Copperwine was a Sydney-based band, who played between 1969-72. Two of their songs, ‘Freedom Blues’ and ‘Teach Me How To Fly’ can also be heard on ‘Great Hits From Australia's Great Stars’; ‘Keep On Growing’ has re-emerged on ‘12x12’, and ‘Cloud Nine’ has resurfaced on ‘So You Want To Be A Rock'n'Roll Star’ (3-CD).

‘Joint Effort’ is a psychedelic/progressive crossover album with some soul influences. It includes a surging, organ-based cover of The Temptations' ‘Cloud Nine’ and competent versions of Sly and The Family Stone's ‘Sing A Simple Song’ and Blind Faith's ‘Can't Find My Way Home’. There's lots of good self-penned material too; a long instrumental ‘Any Orange Night’, the fragile psychedelic-tinged 'Fanciful Flights Of Mind' and 'Days To Come'. A worthwhile album.
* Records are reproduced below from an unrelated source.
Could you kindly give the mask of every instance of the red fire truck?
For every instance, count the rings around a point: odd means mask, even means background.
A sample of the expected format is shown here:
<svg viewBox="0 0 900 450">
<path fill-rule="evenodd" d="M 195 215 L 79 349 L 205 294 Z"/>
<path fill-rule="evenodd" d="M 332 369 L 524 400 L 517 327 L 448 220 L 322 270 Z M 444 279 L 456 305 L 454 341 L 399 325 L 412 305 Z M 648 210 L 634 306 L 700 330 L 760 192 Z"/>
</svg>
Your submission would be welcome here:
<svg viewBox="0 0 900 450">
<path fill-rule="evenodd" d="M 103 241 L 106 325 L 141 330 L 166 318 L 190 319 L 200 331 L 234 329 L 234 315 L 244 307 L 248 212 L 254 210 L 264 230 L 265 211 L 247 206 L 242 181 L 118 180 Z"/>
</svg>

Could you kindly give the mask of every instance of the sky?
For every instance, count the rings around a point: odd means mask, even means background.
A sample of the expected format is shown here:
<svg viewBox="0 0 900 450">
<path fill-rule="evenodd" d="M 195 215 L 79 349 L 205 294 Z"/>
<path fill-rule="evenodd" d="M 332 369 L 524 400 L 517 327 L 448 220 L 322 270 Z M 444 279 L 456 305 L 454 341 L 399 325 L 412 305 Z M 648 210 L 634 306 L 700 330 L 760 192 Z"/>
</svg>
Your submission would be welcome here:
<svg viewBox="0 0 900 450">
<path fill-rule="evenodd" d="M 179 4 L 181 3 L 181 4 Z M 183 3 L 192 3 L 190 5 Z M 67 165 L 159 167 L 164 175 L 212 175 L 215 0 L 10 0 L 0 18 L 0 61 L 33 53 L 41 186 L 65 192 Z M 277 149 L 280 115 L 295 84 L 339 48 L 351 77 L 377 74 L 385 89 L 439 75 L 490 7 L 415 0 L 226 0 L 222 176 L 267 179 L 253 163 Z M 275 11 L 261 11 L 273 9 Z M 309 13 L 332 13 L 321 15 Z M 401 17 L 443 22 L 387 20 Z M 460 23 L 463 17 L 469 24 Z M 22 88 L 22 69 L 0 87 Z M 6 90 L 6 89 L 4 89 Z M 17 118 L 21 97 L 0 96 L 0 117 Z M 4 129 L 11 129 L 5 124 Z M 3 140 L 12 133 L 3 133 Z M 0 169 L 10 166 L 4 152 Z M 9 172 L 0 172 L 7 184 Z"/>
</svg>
'Cloud Nine' and 'Days To Come' were culled for ? 45 release, but surprisingly failed to chart. This situation was corrected by the follow-up, a cover of The Rotary Connection hit 'Teach Me How To Fly'. This brought them a significant hit and had a good flip side too in the soul-influenced 'Freedom Blues'. The band toured relentlessly during 1971 and appeared live with the Melbourne Symphony Orchestra. They also released another good single, the delicate ‘Hummingbird’. By late 1971, friction had emerged between Jeff St. John and Copperwine. He left them early in 1972 to form his own band and pursue a solo career. Alan Ingham had earlier played with Glen Ingram and The Hi-Five.